Amanda Davis-Holloway comes from a teaching family. Her mother, a former teacher, now writes policy for the Virginia Department of Education. And, as an English teacher and case manager at Armstrong High School's exceptional education program, she works with students who have disabilities — emotional, learning and otherwise.
She doesn't seem to be guided to an easy path. Before Armstrong, Davis-Holloway worked with the Virginia Department of Correctional Education, teaching pupils inside several area juvenile correctional facilities.
But she may not have gone into special education at all had her best friend, Angel Jackson, and her best friend's father, Herbert Sharpe Jr., not been murdered during a home invasion in 2006. As it turned out, the killer was a just-graduated, 19-year-old family member. “I kept thinking that if he had some intensive counseling,” she says, “maybe someone would have identified him as a kid who needed something.”

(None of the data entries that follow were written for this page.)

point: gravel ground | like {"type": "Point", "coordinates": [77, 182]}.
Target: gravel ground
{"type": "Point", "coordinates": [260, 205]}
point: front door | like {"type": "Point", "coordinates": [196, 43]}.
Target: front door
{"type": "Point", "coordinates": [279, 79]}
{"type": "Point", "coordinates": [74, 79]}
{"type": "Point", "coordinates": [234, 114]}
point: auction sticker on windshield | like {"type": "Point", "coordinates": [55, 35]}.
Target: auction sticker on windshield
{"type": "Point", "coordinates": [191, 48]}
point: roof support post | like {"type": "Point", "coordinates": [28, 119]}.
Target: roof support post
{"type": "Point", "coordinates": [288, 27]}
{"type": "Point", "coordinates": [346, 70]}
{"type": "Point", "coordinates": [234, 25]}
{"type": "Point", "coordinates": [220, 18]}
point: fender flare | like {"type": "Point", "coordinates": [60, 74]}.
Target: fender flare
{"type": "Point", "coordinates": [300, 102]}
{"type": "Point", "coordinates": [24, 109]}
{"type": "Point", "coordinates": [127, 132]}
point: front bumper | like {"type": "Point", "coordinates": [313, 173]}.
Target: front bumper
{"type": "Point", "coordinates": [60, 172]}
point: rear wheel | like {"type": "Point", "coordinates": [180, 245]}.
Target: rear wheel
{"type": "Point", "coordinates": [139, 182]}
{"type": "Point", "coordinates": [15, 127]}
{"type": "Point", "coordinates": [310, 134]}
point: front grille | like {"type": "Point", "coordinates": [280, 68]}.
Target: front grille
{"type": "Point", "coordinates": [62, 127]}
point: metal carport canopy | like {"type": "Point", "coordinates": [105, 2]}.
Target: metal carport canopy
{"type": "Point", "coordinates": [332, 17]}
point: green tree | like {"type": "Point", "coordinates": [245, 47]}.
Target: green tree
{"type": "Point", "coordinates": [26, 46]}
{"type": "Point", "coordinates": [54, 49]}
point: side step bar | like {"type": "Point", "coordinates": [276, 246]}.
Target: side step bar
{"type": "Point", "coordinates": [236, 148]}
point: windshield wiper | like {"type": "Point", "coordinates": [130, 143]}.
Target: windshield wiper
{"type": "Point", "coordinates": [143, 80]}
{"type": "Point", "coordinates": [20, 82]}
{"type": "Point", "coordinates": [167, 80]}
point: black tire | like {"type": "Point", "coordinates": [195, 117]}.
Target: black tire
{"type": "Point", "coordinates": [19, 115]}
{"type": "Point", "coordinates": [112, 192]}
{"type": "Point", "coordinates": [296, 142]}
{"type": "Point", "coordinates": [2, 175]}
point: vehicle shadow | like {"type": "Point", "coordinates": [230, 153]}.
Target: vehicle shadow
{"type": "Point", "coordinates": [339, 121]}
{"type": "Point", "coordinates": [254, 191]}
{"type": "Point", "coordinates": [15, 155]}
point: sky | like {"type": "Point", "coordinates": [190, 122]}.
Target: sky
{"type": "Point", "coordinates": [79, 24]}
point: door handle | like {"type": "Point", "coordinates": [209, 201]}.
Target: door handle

She now works to give her students who fall into the so-called at-risk category the help they need to excel. In recognition of those efforts, she was recently appointed to the alumni board at her alma mater, Mary Baldwin College.
Her next project is planned for the new school year, when she's starting a pilot program to encourage civic responsibility. As her nominator writes, Davis-Holloway believes “that one person can impact the life of a child if they give them positive encouragement and invest in their life.”